Говорил и с ужасом думал, что вот сейчас посмеется, мол, теперь я требую, что тогда? Батый спросил другое:
– Откуда наш язык знаешь?
– Я многие языки знаю.
Батый жестом отправил прочь толмача, косившегося на князя с недовольным видом.
– Если знаешь, без него говорить будем.
Даниил промолчал. Как попросить хана, чтобы не спешил с речью, чтобы не пропустить чего важного. Но тут же понял, что это не грозит, стараясь выглядеть важным, Батый и без того не частил словами. «Пойму», – усмехнулся князь.
– Против меня воевал?
Вопрос не в бровь, а в глаз. Самого Даниила в его земле не было, когда Батый с разором прошелся, но ведь была еще одна встреча, на Калке, которую хоть и не Батый вел, но его войско.
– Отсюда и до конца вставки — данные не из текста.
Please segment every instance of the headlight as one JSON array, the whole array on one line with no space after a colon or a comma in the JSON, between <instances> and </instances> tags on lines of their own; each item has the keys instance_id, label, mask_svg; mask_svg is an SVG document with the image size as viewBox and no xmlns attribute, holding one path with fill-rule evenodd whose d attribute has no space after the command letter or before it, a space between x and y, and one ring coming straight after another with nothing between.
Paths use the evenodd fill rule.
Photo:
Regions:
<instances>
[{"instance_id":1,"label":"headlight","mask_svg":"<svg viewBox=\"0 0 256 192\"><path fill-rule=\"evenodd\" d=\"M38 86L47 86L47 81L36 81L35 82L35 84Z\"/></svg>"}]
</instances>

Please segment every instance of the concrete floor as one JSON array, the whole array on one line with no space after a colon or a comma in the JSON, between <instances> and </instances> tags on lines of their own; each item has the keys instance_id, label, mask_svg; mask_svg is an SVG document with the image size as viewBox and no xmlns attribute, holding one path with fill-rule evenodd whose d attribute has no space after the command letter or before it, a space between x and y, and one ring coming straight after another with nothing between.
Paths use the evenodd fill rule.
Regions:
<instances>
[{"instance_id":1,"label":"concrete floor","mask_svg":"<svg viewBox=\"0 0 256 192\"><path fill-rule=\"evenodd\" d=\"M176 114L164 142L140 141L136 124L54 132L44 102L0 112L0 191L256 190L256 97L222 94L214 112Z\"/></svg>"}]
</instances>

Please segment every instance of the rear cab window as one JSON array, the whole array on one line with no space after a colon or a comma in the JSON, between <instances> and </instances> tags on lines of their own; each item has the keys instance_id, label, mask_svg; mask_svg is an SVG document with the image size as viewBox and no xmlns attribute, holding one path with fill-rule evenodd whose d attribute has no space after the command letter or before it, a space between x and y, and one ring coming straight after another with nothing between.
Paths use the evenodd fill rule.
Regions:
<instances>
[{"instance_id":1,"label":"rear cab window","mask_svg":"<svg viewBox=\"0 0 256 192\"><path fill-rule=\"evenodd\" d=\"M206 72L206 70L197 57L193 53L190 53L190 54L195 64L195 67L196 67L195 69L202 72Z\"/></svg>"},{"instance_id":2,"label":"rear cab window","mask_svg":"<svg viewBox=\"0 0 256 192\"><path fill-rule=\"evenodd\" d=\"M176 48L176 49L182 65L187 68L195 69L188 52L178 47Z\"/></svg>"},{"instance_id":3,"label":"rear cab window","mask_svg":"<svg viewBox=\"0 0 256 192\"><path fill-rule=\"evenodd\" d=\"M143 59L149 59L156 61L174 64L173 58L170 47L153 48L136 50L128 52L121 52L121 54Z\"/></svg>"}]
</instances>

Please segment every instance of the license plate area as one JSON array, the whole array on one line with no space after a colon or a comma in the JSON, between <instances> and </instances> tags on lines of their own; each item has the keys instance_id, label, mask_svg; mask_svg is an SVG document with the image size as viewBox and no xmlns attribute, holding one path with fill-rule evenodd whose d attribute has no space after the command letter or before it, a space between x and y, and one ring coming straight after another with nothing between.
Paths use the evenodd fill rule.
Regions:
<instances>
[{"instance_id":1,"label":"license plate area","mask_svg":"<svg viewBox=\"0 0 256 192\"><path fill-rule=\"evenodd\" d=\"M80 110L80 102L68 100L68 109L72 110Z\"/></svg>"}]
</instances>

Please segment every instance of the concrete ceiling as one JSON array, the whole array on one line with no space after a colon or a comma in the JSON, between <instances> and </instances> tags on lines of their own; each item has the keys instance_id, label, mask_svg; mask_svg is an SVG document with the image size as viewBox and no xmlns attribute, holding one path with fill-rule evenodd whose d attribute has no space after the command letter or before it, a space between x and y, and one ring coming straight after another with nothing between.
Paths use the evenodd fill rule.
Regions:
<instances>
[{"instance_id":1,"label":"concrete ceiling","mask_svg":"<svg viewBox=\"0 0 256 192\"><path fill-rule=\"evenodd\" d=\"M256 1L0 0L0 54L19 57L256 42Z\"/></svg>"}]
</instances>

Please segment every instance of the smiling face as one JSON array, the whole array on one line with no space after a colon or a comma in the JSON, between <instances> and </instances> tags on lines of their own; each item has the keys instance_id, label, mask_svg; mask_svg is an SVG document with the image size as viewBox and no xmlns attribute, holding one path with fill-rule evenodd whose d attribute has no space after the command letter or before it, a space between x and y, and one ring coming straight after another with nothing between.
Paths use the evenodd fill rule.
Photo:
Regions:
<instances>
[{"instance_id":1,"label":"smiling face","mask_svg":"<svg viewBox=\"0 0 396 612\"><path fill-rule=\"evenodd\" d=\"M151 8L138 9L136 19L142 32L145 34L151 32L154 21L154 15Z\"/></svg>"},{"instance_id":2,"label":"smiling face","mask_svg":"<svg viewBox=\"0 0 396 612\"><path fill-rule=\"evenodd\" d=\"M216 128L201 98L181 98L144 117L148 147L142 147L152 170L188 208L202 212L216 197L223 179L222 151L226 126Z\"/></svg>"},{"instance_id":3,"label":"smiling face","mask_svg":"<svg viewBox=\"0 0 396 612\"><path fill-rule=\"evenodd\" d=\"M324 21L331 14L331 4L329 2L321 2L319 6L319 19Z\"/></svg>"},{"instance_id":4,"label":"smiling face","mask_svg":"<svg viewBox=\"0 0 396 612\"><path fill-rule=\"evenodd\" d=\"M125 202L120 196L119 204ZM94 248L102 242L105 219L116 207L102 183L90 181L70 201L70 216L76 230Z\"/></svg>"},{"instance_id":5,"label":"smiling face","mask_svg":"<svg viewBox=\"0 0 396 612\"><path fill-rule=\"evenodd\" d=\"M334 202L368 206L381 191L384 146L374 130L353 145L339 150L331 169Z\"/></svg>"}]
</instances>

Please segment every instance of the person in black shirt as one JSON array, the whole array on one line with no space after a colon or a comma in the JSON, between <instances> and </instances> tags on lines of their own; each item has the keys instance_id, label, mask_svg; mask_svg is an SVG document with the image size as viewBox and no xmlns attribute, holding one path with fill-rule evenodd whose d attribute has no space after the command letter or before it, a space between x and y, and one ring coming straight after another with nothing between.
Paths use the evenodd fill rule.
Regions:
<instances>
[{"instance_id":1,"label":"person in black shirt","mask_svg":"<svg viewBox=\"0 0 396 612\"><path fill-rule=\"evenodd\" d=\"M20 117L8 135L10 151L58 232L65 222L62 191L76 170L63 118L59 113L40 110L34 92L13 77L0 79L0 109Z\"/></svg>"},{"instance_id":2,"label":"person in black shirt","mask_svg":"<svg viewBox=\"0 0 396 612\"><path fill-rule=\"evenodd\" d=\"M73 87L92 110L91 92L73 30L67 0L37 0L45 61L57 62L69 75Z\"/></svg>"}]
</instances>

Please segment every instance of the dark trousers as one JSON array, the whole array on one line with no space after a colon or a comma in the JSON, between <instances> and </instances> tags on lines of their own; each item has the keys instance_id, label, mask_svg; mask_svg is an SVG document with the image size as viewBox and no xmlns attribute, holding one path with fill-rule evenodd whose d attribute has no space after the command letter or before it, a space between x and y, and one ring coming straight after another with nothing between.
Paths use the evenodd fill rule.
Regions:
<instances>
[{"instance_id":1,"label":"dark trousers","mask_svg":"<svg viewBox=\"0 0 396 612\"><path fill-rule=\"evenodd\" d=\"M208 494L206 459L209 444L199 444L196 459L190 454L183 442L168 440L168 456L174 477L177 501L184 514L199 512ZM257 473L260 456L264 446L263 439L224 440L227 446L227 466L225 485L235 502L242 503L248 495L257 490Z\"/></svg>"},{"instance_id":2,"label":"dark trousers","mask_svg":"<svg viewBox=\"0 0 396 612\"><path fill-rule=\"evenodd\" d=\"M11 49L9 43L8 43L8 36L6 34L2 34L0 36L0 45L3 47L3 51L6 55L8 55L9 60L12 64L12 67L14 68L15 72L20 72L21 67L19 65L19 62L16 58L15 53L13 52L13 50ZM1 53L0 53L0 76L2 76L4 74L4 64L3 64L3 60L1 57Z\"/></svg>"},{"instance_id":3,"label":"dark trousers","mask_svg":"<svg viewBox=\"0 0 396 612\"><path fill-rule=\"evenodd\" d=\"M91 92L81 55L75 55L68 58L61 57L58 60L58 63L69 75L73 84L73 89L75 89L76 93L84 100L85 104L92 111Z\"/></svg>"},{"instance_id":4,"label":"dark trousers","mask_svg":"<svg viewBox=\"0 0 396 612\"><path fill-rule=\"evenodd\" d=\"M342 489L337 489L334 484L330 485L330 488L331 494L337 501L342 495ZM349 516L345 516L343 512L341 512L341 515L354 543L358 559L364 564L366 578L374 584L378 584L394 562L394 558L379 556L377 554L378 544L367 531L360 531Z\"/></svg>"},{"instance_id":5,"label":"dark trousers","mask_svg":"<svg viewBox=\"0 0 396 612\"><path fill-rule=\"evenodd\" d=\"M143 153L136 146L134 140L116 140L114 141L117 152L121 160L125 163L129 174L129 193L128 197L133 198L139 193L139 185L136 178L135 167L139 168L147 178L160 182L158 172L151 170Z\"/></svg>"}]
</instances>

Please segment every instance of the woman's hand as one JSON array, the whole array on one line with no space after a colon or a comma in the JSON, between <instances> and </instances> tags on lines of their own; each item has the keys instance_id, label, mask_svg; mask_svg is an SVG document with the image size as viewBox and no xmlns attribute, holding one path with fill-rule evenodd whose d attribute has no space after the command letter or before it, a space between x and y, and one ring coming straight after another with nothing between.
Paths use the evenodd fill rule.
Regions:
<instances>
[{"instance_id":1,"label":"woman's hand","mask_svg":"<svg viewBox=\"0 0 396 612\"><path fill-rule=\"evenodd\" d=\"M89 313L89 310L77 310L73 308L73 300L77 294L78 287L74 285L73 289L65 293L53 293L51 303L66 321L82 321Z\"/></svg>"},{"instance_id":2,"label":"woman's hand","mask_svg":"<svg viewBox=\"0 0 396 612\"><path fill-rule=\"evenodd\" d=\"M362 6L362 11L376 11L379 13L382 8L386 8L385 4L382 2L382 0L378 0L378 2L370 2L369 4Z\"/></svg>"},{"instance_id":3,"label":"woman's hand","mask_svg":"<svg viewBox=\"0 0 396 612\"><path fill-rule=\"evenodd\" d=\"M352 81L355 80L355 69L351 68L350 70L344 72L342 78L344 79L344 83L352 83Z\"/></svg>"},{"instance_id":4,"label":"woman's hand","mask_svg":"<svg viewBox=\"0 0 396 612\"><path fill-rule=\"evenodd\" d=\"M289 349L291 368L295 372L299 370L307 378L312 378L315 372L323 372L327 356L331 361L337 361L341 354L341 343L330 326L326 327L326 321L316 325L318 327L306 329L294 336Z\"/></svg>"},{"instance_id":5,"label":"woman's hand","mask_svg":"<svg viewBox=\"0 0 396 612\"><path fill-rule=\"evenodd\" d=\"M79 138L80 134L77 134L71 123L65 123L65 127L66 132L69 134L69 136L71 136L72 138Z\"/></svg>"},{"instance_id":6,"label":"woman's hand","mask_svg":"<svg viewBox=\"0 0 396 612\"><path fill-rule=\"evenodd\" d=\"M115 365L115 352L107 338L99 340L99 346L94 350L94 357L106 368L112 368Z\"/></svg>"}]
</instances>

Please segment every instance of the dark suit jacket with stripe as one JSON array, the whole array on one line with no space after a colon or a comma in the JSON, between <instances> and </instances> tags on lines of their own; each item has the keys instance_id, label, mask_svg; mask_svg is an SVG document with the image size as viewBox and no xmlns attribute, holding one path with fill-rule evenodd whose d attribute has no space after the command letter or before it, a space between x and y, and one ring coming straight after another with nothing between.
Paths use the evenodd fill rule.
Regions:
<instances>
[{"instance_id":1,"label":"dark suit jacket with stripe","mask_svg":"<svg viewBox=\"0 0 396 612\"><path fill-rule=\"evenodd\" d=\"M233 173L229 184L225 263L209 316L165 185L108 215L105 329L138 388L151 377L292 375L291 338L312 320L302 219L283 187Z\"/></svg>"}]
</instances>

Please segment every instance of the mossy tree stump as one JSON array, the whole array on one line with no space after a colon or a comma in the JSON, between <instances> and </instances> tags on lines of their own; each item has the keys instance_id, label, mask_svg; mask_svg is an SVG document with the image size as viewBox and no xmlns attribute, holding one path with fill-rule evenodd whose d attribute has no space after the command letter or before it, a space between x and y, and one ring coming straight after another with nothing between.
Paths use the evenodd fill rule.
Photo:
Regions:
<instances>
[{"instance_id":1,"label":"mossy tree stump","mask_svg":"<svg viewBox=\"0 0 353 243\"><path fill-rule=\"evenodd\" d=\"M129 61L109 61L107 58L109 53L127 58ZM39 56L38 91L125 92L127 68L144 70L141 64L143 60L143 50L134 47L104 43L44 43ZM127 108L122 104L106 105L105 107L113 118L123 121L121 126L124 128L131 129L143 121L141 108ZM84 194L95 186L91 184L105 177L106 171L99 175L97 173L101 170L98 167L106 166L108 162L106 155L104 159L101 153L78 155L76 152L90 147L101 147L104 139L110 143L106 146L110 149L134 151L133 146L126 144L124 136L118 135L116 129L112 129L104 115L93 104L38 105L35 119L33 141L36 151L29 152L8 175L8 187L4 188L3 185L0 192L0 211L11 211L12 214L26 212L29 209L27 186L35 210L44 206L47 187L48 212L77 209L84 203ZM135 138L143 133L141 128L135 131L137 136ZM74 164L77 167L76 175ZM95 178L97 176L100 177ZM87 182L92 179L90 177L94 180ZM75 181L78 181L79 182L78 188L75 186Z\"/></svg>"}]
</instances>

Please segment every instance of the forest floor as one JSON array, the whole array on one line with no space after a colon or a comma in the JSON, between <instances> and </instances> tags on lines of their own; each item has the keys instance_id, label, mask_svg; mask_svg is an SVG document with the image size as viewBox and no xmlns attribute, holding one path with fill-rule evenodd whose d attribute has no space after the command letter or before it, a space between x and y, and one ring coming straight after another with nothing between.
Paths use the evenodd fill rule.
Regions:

– С тобой, хан, нет, а вот с твоими багатурами да. И бит был… – Даниил опустил голову.
Батый усмехнулся, он прекрасно знал о том сражении, помнил рассказ Субедея о молодом коназе, которого отпустили с поля боя из-за его неистовства.
– Мой Субедей-багатур тоже тебя помнит.
– Кто?
– Тогда вас били воины Субедей-багатура и Джебе-нойона! Крепко били, но Субедей запомнил молодого коназа, который храбро дрался и которому удалось уйти. – Хитро блеснув глазами, добавил: – Позволили уйти. Хорошо, что в этот раз встречаться не стал, второй раз Субедей жизнь не оставляет. Хотя ему самому боги дважды жизнь дали. Весть принесли, что умер Субедей-багатур, а она ложной оказалась! Мы его оплакали, а узнав, радовались второму рождению. У Субедей-багатура вторая жизнь, ее еще на многих врагов хватит!
Даниил сидел словно оглушенный. Неужели тогда его запомнили и позволили бежать?! Князь даже не расслышал, что говорил Батый, хотя это было очень опасно. Хан, видно, понял, снова усмехнулся:
– Галич отнимать у тебя не стану. Я храбрый воин, ты храбрый воин, владей. Только против меня свои полки не веди, пощады не будет!
Это уже была почти угроза. Что отвечать? Даниил вспомнил совет митрополита Кирилла, данный еще в Холме: когда не знаешь, что ответить, лучше промолчи.